There is no unique key for this table. receipt ID is for the "basket" of items.
100% data coverage for purchase date, scan date, store name and user_id
But only 88% coverage for barcode. The rest of those items do not have barcodes. 

While there is a `user_id` for every row, only a small number (91) of the `user_id`s exist in the `users` table. This will essentially prohibit transaction analysis from using user data.

Transactions are all scanned between June 12th and September 8th of 2024. Purchase dates are all in the same date range. 

The purchase date is often the same day as the scan, but not always. Scan is usually after purchase, but not always.
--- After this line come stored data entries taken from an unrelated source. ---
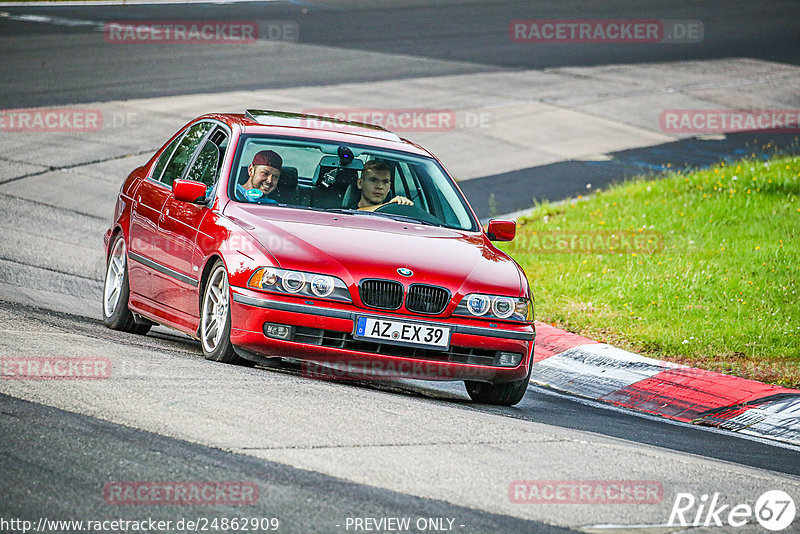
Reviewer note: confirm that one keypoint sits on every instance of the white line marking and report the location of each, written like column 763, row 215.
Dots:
column 605, row 406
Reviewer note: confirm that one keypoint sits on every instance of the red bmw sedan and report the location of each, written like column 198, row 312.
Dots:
column 335, row 244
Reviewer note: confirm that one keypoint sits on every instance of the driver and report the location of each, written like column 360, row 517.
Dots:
column 374, row 184
column 262, row 178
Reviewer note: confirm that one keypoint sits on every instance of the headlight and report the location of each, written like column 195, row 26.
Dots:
column 495, row 307
column 299, row 283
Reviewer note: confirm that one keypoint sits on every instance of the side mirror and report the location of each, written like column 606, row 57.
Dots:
column 501, row 230
column 189, row 191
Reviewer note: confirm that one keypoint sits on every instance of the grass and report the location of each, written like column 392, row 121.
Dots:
column 699, row 268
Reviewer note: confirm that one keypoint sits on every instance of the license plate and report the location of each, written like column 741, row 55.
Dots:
column 403, row 333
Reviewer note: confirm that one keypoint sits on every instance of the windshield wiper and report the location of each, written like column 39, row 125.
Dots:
column 406, row 218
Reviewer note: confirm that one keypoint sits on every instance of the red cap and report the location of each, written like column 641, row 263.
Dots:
column 269, row 158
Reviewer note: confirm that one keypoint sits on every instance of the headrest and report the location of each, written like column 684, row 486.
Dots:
column 288, row 180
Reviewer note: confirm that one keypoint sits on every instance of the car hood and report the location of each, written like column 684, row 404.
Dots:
column 358, row 246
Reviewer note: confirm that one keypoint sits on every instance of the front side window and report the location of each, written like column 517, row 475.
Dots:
column 183, row 153
column 320, row 175
column 205, row 167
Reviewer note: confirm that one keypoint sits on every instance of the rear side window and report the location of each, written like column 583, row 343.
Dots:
column 164, row 158
column 183, row 153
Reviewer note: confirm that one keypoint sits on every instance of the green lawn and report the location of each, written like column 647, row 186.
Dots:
column 698, row 268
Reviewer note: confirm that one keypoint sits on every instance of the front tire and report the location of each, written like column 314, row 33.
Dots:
column 215, row 319
column 116, row 292
column 507, row 394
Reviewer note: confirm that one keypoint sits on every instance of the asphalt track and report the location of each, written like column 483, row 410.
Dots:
column 323, row 451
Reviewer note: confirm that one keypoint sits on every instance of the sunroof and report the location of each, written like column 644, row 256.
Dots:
column 318, row 122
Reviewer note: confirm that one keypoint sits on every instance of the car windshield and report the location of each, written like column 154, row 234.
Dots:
column 357, row 178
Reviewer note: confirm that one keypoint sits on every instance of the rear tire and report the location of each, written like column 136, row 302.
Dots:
column 507, row 394
column 215, row 319
column 116, row 292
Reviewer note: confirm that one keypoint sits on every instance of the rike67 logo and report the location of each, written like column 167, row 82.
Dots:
column 774, row 510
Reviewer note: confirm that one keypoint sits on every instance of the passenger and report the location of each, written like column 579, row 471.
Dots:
column 375, row 184
column 263, row 175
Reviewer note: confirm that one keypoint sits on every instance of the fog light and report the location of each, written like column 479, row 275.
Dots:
column 508, row 359
column 277, row 331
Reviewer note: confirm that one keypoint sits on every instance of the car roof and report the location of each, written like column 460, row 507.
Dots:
column 284, row 123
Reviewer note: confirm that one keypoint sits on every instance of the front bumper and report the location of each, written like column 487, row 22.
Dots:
column 322, row 333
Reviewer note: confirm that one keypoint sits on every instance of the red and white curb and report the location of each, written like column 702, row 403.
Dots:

I'd assume that the purchase date is manually entered by the customer and the scan date is machine generated (ie when a receipt is scanned in).

Walmart is by far the most common store, with about 40% of the entries. However, there is a very very long tail. 

In [None]:
# transactions Cleanup

# rename scan_date to scan_at because it's a timestamp, not a date
cur.execute('''
alter table transactions rename column scan_date to scan_at;
''')

# replace final_quantity = 'zero' with NULL
cur.execute('''
update transactions set final_quantity = NULL where final_quantity = 'zero'
''')

# replace final_sale = ' ' with NULL
cur.execute('''
update transactions set final_sale = NULL where final_sale = ' '
''')

<sqlite3.Cursor at 0x117bc9340>